Sergei Eisenstein is one of the foremost stars of early film theory and a highly respected filmmaker in his own right. Through his mastery of montage and affect, he developed the popular cinematic language of the early Soviet Union, and basically invented film theory. He also really, really loved Disney cartoons.
In a new video essay, critic Kyle Kallgren runs down the complexities and contradictions of one of our best thinkers on film thinking about Disney’s early animation. It’s a fascinating video, working in quotations from Eisenstein’s own unpublished writing on Disney alongside his personal history in film and the early history of the Walt Disney Corporation and the man Walt Disney himself. It’s a messy, strange combination of minds: Eisenstein the preeminent Soviet filmmaker, and Walt Disney, the smiling capitalist cartoonist.

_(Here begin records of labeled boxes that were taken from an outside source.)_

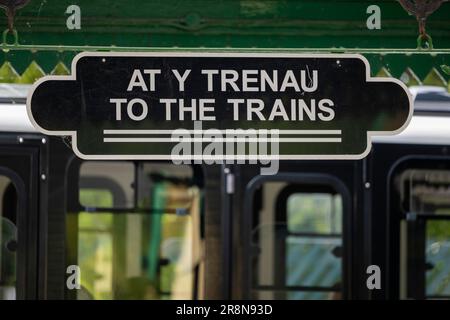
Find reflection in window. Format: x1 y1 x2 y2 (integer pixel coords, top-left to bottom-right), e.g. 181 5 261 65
394 169 450 299
67 162 202 299
253 182 343 300
0 175 18 300
426 221 450 299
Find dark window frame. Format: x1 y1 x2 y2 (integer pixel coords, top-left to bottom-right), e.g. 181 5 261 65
242 172 352 299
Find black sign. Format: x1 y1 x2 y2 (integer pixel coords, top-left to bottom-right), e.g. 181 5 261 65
28 52 412 159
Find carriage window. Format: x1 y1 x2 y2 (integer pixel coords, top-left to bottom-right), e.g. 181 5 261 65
395 169 450 299
425 221 450 299
253 182 343 300
0 175 18 300
67 162 202 299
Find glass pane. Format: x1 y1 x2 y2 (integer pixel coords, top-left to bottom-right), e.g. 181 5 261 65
398 169 450 214
252 182 343 299
254 223 342 288
426 221 450 299
0 175 18 300
286 236 342 287
67 164 202 299
252 290 342 300
287 193 342 233
80 161 134 209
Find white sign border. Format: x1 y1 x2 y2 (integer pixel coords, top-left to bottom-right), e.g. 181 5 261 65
27 49 414 161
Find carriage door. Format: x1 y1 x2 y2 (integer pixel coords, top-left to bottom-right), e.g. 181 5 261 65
0 141 38 300
244 173 350 300
394 163 450 299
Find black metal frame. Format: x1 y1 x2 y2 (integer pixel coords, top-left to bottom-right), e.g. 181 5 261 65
0 133 46 299
242 172 353 299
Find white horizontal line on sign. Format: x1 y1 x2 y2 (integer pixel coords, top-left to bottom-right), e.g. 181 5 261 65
103 137 342 143
103 129 342 135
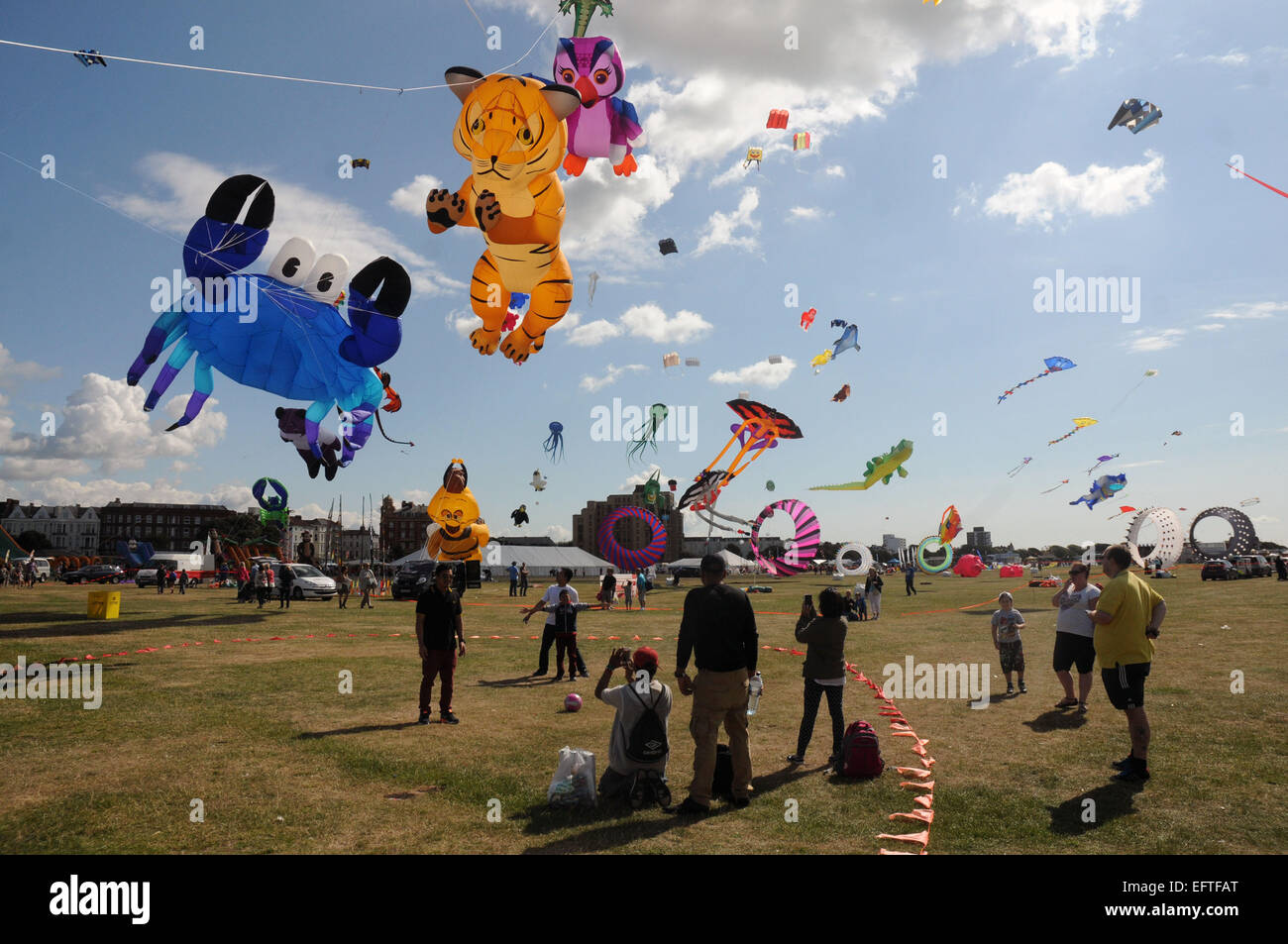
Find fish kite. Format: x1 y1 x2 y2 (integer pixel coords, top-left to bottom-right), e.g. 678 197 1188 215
1069 472 1127 509
1047 416 1100 446
808 439 912 492
1087 452 1122 475
997 357 1078 403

Those contradictions are what make the relationship of ideas, and the video itself, so interesting. Eisenstein has fantastic insights into how Disney’s animation works, but it’s worth wondering what he thought of Walt Disney’s proud union-busting behaviour or what he’d think of the state of the Disney monopoly today. With how ubiquitous Disney is now, it’s easy to lose sight of it and not think too hard about what Disney means, and what it has meant to people over time. Kallgren does a good job of reminding us.
If you’re interested in this kind of thing, Eisenstein’s book on Disney is quite a read. And if you’re curious about the effects Disney is having on the present-day film market, reading material isn’t hard to find.